By Darryl Fears
Washington Post Staff Writer
Tuesday, December 9, 2008 6:16 PM
Asserting that a lack of government oversight led to the current housing crisis, two former Housing and Urban Development Secretaries joined civil rights groups today in calling for a new government agency to check predatory lending and housing discrimination.
Former HUD secretaries Henry G. Cisneros and Jack F. Kemp Jr. headlined a bipartisan commission that released a report that said housing is still segregated more than 40 years after civil rights laws were passed to remedy the problem. The two called on Congress and President-elect Barack Obama to establish an Office of Fair Housing to address abuses.
Cisneros, Kemp and experts in academia and the housing trade held public hearings in five cities over the course of six months to study lending patterns and to determine the impact of the housing crisis.
"We've had conversations with ordinary renters, homeowners, and some of the nation's most respected housing and civil rights experts," Cisneros said at a news conference to announce the report. "And we've come to the conclusion that the only way to really address this problem is to create an independent agency that won't just deal with individual cases as they come in, but one that will proactively work to make our communities more diverse and inclusive by educating the public about its rights and responsibilities under the Fair Housing Act."
The proposed Office of Fair Housing should be established at HUD, an agency that does a poor job of enforcing fair housing rules, Cisneros said. The report said that for every one person who files a housing complaint, 150 do not, Cisneros said. Based on that ratio, the report estimated about 4 million housing violations every year. HUD processed 2,500 cases.
"We deserve better," Cisneros said.
In October, conservative politicians and commentators traced the mortgage problem to the Community Reinvestment Act, or CRA, enacted in 1977 to extend loans to minorities who were historically denied homeownership. Rep. Michele Bachmann (R-Minn.) lashed out against the act, reading from an Investor's Business Daily article that said banks made loans "on the basis of race and little else."
But defenders of the act said those claims had little to do with the facts of sub prime and predatory lending.

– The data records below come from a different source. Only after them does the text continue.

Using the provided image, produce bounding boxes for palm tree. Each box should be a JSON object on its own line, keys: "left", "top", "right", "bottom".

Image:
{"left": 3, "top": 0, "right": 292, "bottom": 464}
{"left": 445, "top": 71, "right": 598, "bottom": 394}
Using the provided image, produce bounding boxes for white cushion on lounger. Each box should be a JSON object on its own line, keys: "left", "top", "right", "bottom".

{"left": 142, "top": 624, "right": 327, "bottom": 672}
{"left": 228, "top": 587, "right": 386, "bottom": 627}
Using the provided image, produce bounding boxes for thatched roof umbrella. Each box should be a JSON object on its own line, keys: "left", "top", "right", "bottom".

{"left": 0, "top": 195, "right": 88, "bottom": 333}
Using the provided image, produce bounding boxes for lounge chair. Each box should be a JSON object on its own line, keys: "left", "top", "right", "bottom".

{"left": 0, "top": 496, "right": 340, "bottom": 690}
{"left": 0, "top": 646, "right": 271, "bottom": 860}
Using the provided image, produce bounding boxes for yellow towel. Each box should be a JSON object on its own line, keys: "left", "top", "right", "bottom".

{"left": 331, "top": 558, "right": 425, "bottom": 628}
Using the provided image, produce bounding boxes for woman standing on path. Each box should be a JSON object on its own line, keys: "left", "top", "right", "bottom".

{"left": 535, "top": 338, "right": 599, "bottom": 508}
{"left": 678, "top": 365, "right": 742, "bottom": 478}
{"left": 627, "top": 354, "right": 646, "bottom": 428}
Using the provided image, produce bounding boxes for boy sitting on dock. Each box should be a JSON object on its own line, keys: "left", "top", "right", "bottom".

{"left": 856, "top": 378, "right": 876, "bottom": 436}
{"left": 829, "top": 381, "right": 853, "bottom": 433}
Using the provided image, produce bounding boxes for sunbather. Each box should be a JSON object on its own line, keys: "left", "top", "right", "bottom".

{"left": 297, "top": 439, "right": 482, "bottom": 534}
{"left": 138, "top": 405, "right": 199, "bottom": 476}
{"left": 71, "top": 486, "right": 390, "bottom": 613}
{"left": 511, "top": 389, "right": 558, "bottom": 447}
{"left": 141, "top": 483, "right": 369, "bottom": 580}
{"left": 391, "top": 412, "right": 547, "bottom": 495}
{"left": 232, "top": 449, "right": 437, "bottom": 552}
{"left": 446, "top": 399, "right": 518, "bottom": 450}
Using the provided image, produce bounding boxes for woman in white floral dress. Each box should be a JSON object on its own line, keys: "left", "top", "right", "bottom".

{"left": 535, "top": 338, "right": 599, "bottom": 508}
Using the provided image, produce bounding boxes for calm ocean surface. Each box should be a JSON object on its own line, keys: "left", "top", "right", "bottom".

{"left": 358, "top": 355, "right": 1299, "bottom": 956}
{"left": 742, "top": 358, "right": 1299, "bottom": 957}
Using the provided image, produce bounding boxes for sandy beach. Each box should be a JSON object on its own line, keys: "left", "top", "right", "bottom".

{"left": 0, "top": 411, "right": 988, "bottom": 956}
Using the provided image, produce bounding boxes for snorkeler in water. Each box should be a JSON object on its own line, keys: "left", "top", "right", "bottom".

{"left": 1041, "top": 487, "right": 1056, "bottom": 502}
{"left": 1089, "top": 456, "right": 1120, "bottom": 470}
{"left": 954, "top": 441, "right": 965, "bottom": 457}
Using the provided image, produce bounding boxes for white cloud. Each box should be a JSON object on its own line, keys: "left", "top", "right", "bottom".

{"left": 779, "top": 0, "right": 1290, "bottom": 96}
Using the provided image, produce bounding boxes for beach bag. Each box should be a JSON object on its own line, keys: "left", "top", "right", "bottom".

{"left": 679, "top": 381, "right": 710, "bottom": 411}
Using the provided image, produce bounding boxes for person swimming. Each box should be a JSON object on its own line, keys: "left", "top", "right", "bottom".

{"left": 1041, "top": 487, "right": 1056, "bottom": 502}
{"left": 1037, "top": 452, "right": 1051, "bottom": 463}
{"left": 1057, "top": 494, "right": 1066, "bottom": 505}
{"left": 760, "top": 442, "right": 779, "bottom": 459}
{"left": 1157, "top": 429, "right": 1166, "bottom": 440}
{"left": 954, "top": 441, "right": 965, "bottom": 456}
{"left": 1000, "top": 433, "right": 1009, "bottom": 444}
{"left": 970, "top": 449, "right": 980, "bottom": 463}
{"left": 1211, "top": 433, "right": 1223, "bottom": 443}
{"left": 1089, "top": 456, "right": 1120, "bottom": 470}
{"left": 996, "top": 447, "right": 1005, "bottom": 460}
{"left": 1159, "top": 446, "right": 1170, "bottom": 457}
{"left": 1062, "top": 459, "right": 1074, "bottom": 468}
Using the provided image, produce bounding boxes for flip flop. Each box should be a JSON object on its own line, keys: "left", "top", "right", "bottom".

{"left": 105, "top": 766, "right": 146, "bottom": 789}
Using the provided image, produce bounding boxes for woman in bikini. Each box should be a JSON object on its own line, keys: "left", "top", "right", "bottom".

Only a tiny fraction of sub prime loans made since 2000 were ever generated to meet the goals of the reinvestment act, which requires banks and savings-and-loan institutions to provide credit to their lower-income clients as well as their wealthy ones, they said.
The report said predatory lending flourished because of a lack of government oversight over how banks and their agents crafted high-interest loans, resulting in mortgages homeowners could not afford.
The loans had a "disproportionate impact . . . on people of color as well as the continuation of historical housing segregation and lending disparities that led to our current economic meltdown," said Wade Henderson, president and chief executive of the Leadership Conference on Civil Rights, one of the sponsors of the commission and the report.
"African Africans are more likely to be steered away from buying a home in a predominately white neighborhood," said Gordon Quan, a former mayor pro-tem in Houston and a chair of a city housing commission. "Latino buyers are routinely deprived equal information and mortgage financing assistance."
Quan said that while a HUD study confirmed that white renters "are still consistently favored over African American, Latino, and Asian renters, little is done about it. While cities ask for federal assistance . . . HUD turns its back."
In addition to Quan, members of the commission included Okianer Christian Dark, an associate dean at Howard University and I. King Jordan, president-emeritus at Galludet University. Sponsors of the commission included the NAACP Legal Defense Fund and Educational Fund, the Lawyer's Committee for Civil Rights Under the Law and the National Fair Housing Alliance.
The commissioners said studies have shown that in addition to breaking down racial stereotypes, diverse neighborhoods lead their residents to better jobs, better schools and better sources of transportation.
As Americans are funneled into segregated communities that lack those attributes, "the U.S. is losing its edge in global competition," said Nandinee K. Kutty, an economist who stood in the background for most of the news conference. "The failure of U.S. schools is causing U.S. companies to find skilled labor elsewhere. It's segregated neighborhoods that have led to the failure of schools."
John Payton, president and chief counsel for the NAACP defense and educational fund, said the group has reached out to members of Congress and the Obama transition team and they seemed responsive.
"It's hard to think that we won't get a receptive audience given the housing meltdown," Payton said. "We have communities that are in catastrophe, and housing is a major source of the catastrophe."